Monitoring and Feedback Loops
The final step in this process is to constantly monitor the AI E2E testing process and implement feedback to further improve its functioning and productivity. To shed more light on this segment, we have mentioned the parameters below:
- Begin by tracking metrics like response time, error rates, and hardware utilization. You should also log all predictions and optionally store them for future analysis and also keep track of known errors.
- We suggest the testers configure alerts for anomalies within the model performance, like sudden drops in accuracy or spikes in the error rates. You can also consider using tools like Prometheus and Grafana that can help you visualize the real-time telemetry to handle these triggers appropriately.
- It is a good idea to deploy in-app ratings for recommendations or chat about satisfaction codes. All these approaches will help you collect end-user feedback about how the AI model is performing and whether they want any changes in this regard.

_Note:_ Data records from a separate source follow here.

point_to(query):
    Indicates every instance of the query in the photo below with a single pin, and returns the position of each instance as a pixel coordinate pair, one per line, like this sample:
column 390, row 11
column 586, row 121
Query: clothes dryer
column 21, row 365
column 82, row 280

- The final step in this process is to test new models on live traffic in parallel but without affecting the production outputs or the deployed version of the application. You should also compare predictions to the live system by gathering performance metrics before fully releasing the application.
The Bottom Line
Based on all the factors that we have put forward in this article, we can safely say that building AI testing frameworks for modern applications is completely different compared to traditional testing practices. A well-designed AI pipeline will include stages for thorough data validation, model verification, integration testing, performance benchmarking, and even continuous monitoring.
We should also remember that all these pipelines will not be static. This is because, with the inclusion of new tools and technologies, like data drift detection or synthetic data generation, the app structure will continue to change as well. Therefore, your organization will only succeed if you can create a culture of continuous improvement and learning.
As an AI-based software tester, your final goal should be to create an AI lifecycle that is tested, validated, and refined at the same time. By creating this robust pipeline, you can use the power of AI while avoiding risks and delivering reliable and high-quality software to your prospective customers.